Солнце набирало силу, и, нежась в лучах его, все шире распускала свой атласный цветок с кровавой каплей на лепестке белая речная лилия — та, что зовется в народе одолень-травой…

Через два дня после нашей охоты сорвало плотину верхнего пруда, где мельница была еще раньше закрыта и за стоком воды не следили. Водяной вал размыл и нижнюю плотину, пруд ушел, замолкла вода в деревянных шлюзах, затих шелест ременных трансмиссий, прервался стук жерновов. Казалось, сама река напомнила людям, что дедовским мельницам пора на слом — по селам уже полыхали ночами электрические звезды.

Не знаю почему, но я не ходил собирать рыбу на обнаженном дне прудов, хотя ее возили оттуда мешками, а потом еще до самых холодов мальчишки ловили руками в грязных, заиленных ямах пятнистых щук, сумрачных линей и золотых, с сединой, карасей.
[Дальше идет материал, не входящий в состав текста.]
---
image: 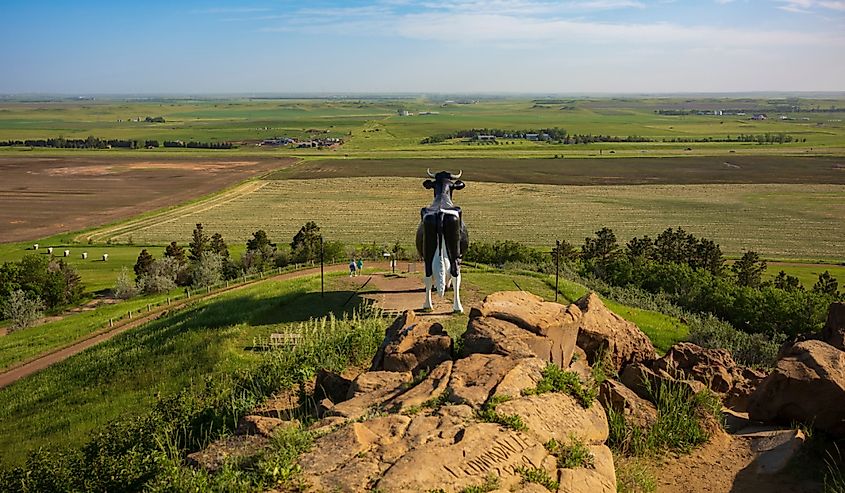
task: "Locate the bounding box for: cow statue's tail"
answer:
[431,235,451,297]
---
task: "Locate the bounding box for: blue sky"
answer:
[0,0,845,94]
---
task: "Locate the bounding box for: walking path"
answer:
[0,263,362,389]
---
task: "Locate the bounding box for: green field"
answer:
[0,97,845,157]
[0,270,687,465]
[84,176,845,261]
Плотину больше не починяли, деревянные строения разобрали, и в тот же год свезли на лесное кладбище старого мельника…

Не раз приходилось мне заглядывать на берега нынешней Барнаулки. Но всякий раз, когда вспоминается ее образ, память рисует не жалкую речонку среди поределого бора, чьи берега изрыты копытами породистого скота, а чайного цвета вода пахнет стойлом. В памяти бурлит и плещет кристальной водой веселая речка-говорунья, голубая — там, где берега устланы муравой, малахитовая — под сенью ивняков и старых осокорей, серебристо-серая — среди песчаных откосов. Речка, питающая широкие тихие пруды, где в зарослях камышей кипит птичье царство, а в бездонных омутах, под обросшими корягами, рябые пудовые щуки караулят добычу; откуда на зорях всплывают поохотиться полосатые водяные тигры — большеротые окуни; где луновидные караси сладко чмокают на травянистых отмелях, и в жаркий день угрюмо скользят меж тростников могучие черноспинные лини.
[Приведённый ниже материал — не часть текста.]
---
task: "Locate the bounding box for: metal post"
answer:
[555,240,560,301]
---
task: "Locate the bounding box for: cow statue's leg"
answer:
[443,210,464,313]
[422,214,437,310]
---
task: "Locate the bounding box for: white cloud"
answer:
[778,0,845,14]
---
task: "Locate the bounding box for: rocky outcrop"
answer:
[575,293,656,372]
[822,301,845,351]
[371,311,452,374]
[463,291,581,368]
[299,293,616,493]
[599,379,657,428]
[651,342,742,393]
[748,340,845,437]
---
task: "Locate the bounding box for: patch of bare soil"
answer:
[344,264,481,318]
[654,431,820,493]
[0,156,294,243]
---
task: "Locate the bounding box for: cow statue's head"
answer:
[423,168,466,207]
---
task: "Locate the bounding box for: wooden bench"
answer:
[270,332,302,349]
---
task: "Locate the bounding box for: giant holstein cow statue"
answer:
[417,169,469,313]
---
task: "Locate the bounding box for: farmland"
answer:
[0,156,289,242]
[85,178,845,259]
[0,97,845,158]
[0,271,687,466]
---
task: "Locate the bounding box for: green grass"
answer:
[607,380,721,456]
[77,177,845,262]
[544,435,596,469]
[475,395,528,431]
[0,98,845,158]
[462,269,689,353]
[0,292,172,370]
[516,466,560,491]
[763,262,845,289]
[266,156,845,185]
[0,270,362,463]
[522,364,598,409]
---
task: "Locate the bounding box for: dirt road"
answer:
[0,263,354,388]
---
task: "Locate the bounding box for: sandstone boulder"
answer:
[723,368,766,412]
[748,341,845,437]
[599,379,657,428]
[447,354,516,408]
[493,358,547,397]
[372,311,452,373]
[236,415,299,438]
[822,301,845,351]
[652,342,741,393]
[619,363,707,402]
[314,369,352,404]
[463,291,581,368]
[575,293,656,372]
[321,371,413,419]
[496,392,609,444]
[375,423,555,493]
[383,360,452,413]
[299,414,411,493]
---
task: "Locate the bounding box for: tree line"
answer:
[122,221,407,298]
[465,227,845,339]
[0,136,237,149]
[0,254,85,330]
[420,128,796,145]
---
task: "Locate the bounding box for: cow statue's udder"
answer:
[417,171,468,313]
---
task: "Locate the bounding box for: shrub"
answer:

Люди все могут. Наверное, когда-нибудь они возвратят речке давнишний облик, и многоводные пруды станут питать ее струи; стаи диких птиц найдут на ее берегах изобильный и просторный дом, а молодое сосновое воинство закроет просветы порубок в окрестном бору, оберегая от иссушающих ветров мать-речку, — наверное, так и будет. Но не проходит во мне и даже растет с годами необъяснимое чувство вины перед маленькой речкой, словно ружейный выстрел в далекое августовское утро, первый мой охотничий выстрел, замутивший благородной птичьей кровью прозрачную воду Барнаулки, оказался предвестником гибели зеленого прудового царства. Знаю, что все не так, а вина остается. Не бывает удачного выстрела, за которым не шло бы к охотнику чувство утраты.
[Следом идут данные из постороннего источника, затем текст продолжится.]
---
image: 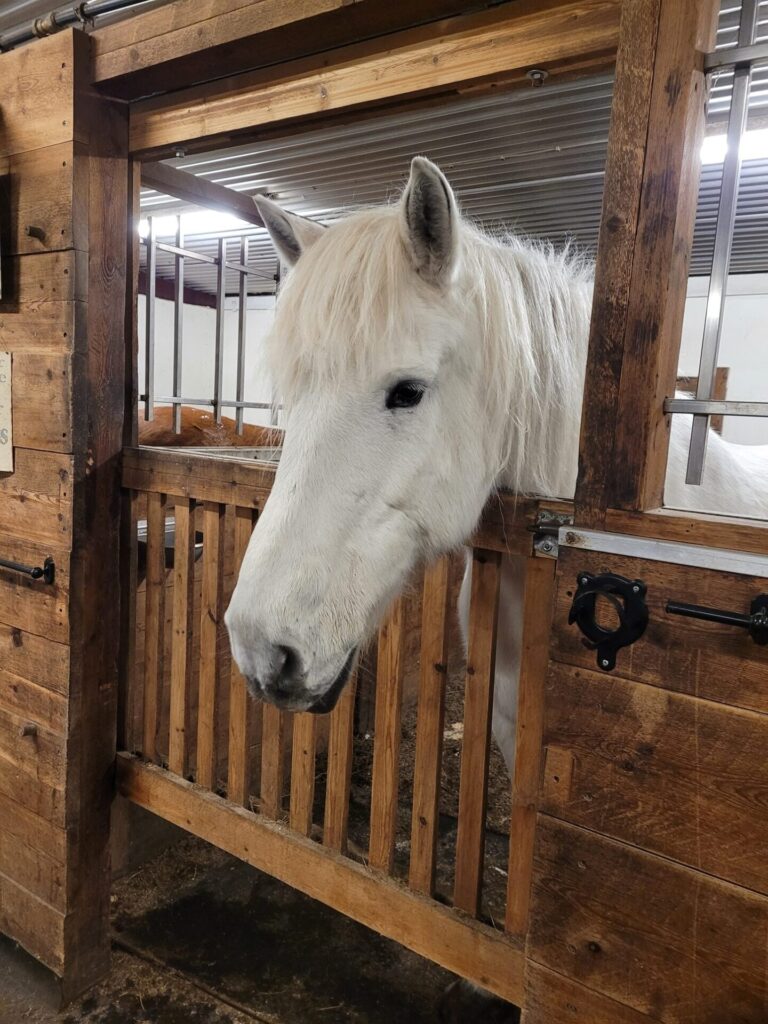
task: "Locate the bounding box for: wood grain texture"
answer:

«…Радость свою найдешь, да тут же и потеряешь…» Скатывается по белому лепестку кровавая капля и не может скатиться.

ВОЛКИ

…Знакомый выстрел в далеком красном тумане, и я спрашиваю себя: разве бывают знакомые или незнакомые выстрелы? Но почему же этот — знакомый?.. Как и тот, прогремевший в синее августовское утро над широким зеленым прудом, но там горит лишь алая капля на белом атласном лепестке среди сини воды и неба — такой пронзительной, что сжимается сердце. А тут — красный туман и мгновенный ледяной испуг.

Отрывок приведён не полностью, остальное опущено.